Conclusion provisoire

Nous voici au terme de ce court essai. J’ai tenté d’y montrer que la Science, qui naît de l’hypothèse, avait aussi affaire à la création de montagnes de données, et à la prise en compte du contexte. Je n’ai pas insisté sur le fait que la pensée scientifique est rare, même là où elle est née. Il est probable que c’est la conjonction des trois angles de vue qui est la plus productive, en termes de production du savoir et l’on se rend compte de tout l’intérêt qu’il y a à tenter de mettre ensemble des acteurs qui pensent spontanément selon chacun de ces modes. Mais il faut bien sûr, comme le souhaitait Popper, une démarcation, faute de quoi l’on sombre dans la magie. La Science est inséparable de l’Hypothèse. On trouvera pourtant toujours des avocats des faits, ou du contexte, qui tenteront de dire que la Science en dérive. A cela il faut résister.
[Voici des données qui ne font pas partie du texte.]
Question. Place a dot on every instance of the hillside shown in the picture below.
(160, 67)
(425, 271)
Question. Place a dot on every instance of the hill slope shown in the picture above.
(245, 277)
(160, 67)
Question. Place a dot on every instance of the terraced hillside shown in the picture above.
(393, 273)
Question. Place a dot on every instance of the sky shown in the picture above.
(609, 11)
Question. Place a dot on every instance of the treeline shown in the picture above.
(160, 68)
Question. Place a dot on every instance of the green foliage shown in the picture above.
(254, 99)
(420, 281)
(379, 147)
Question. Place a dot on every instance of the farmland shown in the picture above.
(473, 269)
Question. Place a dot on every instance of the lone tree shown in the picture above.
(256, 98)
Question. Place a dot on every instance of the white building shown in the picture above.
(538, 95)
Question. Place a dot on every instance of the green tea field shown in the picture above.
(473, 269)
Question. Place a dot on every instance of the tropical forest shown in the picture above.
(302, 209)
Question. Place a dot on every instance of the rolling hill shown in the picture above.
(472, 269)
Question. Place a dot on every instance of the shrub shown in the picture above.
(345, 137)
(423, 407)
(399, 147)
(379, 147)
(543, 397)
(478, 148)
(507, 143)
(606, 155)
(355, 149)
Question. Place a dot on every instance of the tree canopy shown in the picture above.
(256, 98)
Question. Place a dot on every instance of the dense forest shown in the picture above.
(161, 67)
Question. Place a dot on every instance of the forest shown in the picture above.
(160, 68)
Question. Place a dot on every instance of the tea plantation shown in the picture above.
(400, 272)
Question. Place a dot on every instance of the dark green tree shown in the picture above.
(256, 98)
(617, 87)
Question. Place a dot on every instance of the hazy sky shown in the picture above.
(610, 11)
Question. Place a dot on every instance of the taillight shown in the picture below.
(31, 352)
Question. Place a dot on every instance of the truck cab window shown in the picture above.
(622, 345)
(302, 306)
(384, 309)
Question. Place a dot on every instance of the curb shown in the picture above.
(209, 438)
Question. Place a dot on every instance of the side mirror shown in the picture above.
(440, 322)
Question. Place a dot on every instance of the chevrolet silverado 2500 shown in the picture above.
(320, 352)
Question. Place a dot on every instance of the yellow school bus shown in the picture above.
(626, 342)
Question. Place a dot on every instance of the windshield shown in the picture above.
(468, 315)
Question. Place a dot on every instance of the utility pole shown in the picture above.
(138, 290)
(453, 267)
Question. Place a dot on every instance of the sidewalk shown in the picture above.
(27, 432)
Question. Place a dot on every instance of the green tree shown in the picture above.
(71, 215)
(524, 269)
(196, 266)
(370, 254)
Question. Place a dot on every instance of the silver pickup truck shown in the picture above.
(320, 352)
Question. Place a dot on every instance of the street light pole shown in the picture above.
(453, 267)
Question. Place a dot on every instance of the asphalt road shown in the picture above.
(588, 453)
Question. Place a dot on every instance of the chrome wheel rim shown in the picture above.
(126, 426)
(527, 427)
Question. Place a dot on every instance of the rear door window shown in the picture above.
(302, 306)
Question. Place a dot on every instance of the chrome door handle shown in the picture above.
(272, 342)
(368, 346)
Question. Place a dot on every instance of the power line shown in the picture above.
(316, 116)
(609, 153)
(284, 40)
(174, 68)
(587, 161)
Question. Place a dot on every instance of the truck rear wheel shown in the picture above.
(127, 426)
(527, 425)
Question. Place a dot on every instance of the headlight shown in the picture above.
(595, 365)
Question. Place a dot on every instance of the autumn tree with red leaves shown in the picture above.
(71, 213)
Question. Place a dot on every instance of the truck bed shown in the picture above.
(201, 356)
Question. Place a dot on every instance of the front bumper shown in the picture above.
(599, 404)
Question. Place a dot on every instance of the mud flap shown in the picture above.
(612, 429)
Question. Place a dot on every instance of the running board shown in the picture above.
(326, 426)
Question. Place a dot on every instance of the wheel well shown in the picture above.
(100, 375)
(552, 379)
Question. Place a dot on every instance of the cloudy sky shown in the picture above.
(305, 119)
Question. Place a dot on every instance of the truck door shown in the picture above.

Mais, bien entendu il existe encore un autre volet de la création du savoir que je n’ai pas évoqué : l’hypothèse est nécessairement plongée dans le monde, et la Science nécessite observation et expérience. Aussi, si la production du savoir procédait initialement de la médiation des sens, il a fallu rapidement en étendre l’action, et le domaine de l’instrumentation est inséparable du progrès scientifique. Mais l’instrument dépend de concepts scientifiques, et de sa construction pratique. C’est là que le rôle du contexte est pratiquement le plus important peut-être : il donne un sens immédiat au concept en le rendant utile. Le danger principal cependant est que l’application du savoir est rapidement stérile. Rappelons Condorcet :
Rejeter la théorie comme inutile pour ne s'appliquer qu'aux choses usuelles, c'est proposer de retrancher les racines d'un arbre sous prétexte qu'elles ne portent point de fruits.”